Coed Talon (also spelt "Coed-talon") is a small, formerly industrial village between Leeswood and Treuddyn in Flintshire, Wales. Its name is derived from the Welsh word coed ("wood") and the word talwrn, anglicised to "Talon", meaning a "hillside devoid of trees" or "threshing-floor" (perhaps referring to a wood beneath a bare hillside). Other translations of "Talwrn" suggest the words "lumber", "spot" or "field" (reference from University of Wales translation tool).

== History ==
The area, about four miles from the market town of Mold, was primarily agricultural until the nineteenth century, when following the discovery of coal and iron ore seams, an ironworks and a series of collieries were opened. In 1892, a bed of fireclay was discovered and a brickworks was subsequently opened. There was also a silica quarry nearby at Waun y Llyn.

The industries were served by a branch of the London and North Western Railway, who in 1892 introduced a passenger service to Coed Talon, running over part of the Wrexham and Minera Joint Railway to Brymbo in Denbighshire.

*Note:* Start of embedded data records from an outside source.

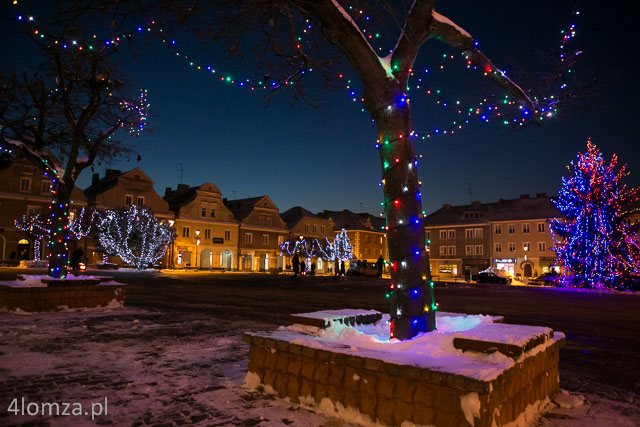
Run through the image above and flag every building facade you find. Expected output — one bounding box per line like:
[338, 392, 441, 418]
[423, 202, 493, 279]
[424, 193, 562, 279]
[280, 206, 335, 273]
[164, 183, 239, 270]
[223, 196, 289, 271]
[320, 209, 389, 263]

The station closed in 1950 and the line to Brymbo was taken out of use shortly afterwards, though goods trains from Mold continued until 1963.

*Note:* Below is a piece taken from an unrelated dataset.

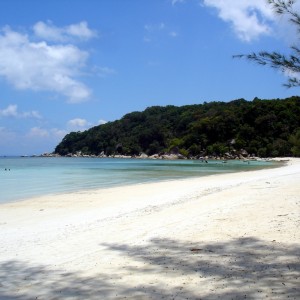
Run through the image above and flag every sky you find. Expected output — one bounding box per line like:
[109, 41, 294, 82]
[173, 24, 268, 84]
[0, 0, 300, 156]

In the 1950s, Coed Talon had a sawmill which was operated by the Jones family at Liverpool House which is still present on the main road through the village. Talon Jones was the main operator of the sawmill (son of Jonathon and Elizabeth Jones who may have owned areas of Coed Talon). It is unknown if Talon Jones was named after the village or vice versa, however, it is interesting that some translations of Talon (or Talwrn) refer to lumber (sawn wood).

== Recent developments ==
The village still has a pub called the Railway Inn. The small-scale colliery workings at Coed Talon operated until 1987, and were subsequently worked by the opencast method. A brickworks also continued in operation at Coed Talon until relatively recently.
The village's hotel was sold and converted into dwellings in the 2000s.
The steam train used to pass by Coed Talon CP School in the 1950s on its way to & from the Silica Works.
Due to the village's close proximity to Treuddyn (and its Welsh-language primary school, Ysgol Terrig), the numbers of Welsh speakers are above the county's average and continue to grow.